The scheme for solving the problems is as follows: according to the invention, menstrual blood formed by periodic shedding of endometrium of women of childbearing age is utilized, menstrual blood of women of childbearing age on the second day of menstruation is collected by a menstrual cup, and the proportion and phenotype of NK cell subsets of the menstrual blood are analyzed by a flow cytometry, so that the state of NK cells of the endometrium is estimated, and whether pregnancy diseases such as repeated abortion caused by unknown reasons are related to immune factors, especially the proportion and dysfunction of the NK cells of the endometrium can be clinically judged.

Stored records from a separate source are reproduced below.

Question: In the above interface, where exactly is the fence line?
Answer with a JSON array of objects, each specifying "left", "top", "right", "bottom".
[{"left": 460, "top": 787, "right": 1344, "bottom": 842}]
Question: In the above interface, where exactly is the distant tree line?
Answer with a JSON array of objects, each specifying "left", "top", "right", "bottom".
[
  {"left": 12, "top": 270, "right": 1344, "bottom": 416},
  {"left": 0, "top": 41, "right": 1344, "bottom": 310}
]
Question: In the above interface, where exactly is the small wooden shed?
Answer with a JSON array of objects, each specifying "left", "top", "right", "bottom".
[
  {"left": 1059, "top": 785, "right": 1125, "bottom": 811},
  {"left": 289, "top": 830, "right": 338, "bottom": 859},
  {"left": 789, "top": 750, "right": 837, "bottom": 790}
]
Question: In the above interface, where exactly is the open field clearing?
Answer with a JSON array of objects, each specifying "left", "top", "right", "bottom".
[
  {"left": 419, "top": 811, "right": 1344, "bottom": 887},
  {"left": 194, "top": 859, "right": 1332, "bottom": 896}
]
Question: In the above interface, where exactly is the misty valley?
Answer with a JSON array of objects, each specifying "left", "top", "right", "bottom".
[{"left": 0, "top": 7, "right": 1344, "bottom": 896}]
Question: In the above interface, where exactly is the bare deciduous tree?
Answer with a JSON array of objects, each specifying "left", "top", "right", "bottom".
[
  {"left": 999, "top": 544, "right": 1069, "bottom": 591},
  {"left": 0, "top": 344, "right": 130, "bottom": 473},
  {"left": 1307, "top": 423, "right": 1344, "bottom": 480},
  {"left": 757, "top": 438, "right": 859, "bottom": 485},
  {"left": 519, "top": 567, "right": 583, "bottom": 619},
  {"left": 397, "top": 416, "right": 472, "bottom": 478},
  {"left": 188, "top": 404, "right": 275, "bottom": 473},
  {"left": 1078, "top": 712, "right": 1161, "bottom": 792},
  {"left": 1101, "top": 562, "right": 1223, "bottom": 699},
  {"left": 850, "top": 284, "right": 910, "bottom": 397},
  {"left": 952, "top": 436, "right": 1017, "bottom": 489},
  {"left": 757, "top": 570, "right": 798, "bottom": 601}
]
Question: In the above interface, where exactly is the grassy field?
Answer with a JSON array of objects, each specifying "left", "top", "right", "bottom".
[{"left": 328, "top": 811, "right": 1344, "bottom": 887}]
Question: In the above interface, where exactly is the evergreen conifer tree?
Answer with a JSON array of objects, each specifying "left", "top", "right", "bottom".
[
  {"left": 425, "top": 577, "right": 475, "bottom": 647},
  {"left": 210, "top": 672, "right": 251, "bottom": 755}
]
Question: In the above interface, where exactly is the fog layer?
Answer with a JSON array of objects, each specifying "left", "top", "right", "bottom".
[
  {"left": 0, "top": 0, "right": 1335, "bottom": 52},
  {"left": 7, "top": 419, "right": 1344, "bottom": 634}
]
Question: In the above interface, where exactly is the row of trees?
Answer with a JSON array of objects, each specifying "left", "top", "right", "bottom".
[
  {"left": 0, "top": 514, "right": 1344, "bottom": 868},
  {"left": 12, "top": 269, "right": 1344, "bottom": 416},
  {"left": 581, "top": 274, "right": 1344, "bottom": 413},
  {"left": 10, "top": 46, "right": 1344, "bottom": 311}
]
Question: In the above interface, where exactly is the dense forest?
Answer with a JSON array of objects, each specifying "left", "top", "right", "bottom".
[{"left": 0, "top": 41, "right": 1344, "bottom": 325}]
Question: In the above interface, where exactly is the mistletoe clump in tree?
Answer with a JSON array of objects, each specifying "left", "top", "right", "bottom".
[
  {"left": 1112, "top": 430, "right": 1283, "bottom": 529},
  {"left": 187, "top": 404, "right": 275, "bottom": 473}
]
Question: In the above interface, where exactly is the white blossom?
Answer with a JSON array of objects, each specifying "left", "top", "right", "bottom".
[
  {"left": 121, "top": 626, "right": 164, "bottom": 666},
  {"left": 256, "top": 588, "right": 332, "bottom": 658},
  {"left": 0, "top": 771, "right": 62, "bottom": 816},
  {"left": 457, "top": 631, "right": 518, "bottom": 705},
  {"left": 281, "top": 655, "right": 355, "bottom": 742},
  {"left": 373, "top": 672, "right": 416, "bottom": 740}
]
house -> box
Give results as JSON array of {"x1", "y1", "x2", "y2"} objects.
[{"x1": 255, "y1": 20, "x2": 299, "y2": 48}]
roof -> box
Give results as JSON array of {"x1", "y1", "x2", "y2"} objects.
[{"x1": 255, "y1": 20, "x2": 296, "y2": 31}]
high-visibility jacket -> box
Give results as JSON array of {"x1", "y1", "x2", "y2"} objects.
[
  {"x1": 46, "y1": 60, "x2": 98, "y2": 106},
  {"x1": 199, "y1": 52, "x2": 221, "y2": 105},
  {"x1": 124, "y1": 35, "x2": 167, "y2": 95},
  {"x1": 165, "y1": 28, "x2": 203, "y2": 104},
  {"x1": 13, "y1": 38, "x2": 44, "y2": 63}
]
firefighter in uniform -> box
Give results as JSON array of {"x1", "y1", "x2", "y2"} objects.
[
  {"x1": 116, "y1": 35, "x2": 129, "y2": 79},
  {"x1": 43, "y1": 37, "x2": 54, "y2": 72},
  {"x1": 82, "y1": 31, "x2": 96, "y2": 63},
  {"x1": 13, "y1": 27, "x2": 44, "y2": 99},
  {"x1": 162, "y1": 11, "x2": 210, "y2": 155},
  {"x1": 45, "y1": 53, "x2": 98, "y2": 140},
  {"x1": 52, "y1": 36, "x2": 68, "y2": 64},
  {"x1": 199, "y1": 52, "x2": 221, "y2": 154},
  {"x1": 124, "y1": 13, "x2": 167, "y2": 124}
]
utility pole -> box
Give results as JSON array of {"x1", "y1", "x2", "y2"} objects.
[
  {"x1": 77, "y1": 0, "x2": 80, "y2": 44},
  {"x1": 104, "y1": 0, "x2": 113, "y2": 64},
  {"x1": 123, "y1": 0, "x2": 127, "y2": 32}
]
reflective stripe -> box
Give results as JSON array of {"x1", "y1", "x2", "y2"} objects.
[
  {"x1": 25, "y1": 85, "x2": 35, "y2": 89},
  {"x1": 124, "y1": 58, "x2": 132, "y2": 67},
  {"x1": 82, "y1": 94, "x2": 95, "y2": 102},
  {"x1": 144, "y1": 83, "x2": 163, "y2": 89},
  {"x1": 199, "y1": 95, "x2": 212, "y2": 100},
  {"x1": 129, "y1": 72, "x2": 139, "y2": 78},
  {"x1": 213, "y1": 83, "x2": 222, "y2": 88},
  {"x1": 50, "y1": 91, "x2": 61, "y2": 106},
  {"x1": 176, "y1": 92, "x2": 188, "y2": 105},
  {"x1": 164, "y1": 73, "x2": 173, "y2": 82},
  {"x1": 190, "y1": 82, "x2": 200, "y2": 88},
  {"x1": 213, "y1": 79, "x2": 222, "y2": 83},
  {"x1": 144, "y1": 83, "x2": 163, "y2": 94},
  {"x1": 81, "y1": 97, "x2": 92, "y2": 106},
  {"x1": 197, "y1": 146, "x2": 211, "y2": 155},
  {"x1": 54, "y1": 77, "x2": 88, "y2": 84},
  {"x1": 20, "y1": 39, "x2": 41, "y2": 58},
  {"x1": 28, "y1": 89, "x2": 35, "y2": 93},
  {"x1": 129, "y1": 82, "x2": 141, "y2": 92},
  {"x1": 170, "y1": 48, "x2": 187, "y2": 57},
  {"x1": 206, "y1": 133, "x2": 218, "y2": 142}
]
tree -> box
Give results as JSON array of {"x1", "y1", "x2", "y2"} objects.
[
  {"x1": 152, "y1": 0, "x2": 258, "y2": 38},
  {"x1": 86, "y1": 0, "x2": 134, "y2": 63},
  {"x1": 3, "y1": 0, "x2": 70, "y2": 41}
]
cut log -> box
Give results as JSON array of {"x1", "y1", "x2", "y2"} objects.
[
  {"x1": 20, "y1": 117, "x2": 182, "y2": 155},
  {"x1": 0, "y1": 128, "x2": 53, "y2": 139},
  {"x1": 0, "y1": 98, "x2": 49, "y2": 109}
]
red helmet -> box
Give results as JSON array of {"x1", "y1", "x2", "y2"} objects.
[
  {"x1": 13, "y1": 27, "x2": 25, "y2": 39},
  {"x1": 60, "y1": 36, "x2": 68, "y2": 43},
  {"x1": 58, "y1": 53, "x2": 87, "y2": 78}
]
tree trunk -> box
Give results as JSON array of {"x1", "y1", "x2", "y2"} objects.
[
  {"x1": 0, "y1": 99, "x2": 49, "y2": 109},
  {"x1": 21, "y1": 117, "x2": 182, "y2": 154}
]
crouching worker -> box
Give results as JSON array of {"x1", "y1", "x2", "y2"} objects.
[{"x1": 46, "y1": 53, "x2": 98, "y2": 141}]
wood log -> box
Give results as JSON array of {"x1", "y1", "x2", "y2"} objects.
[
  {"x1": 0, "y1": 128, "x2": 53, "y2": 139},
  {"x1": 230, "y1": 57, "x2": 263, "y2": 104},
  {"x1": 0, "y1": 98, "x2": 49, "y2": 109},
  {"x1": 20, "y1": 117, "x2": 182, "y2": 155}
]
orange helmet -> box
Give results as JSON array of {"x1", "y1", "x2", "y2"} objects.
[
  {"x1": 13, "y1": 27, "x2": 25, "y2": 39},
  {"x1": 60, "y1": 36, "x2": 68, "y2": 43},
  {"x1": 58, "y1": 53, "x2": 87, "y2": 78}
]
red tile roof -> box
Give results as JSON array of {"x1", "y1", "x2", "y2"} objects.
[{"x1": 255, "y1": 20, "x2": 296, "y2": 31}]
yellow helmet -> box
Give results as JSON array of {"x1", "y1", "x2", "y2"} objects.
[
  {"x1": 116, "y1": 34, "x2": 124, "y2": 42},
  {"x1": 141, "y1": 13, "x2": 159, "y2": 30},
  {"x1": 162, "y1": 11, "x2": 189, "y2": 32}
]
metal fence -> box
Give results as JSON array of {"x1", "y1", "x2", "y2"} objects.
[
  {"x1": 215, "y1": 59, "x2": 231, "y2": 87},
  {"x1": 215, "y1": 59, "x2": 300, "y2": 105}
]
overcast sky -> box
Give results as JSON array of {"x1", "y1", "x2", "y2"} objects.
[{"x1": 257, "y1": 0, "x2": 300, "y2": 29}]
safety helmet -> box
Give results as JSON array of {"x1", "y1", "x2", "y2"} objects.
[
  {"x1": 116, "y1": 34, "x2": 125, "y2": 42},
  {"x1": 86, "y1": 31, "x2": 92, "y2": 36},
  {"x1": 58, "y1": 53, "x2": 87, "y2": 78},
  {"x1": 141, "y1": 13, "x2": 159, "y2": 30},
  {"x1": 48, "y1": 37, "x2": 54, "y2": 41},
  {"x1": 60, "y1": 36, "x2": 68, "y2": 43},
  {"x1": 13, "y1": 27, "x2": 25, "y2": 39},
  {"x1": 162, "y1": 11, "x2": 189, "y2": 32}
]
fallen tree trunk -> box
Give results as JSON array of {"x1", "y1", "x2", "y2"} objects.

The specific method of the invention is to use monoclonal antibodies such as CD56, CD3, CD16, CD49a and the like to respectively or jointly label menstrual blood NK cells of normal breeding people and people with recurrent abortion caused by unknown reasons. Analysis of NK cell subpopulations in menstrual blood for proportion and phenotypic changes by flow cytometry, found CD56 in menstrual blood from persons repeatedly aborted due to unknown cause compared to normal fertility population + CD16 + NK cell subpopulation ratio is increased, CD56 + CD49a + NK、CD49a + CD16 - The reduced proportion of NK cell subsets has obvious correlation with repeated abortion caused by unknown reasons and has diagnostic significance.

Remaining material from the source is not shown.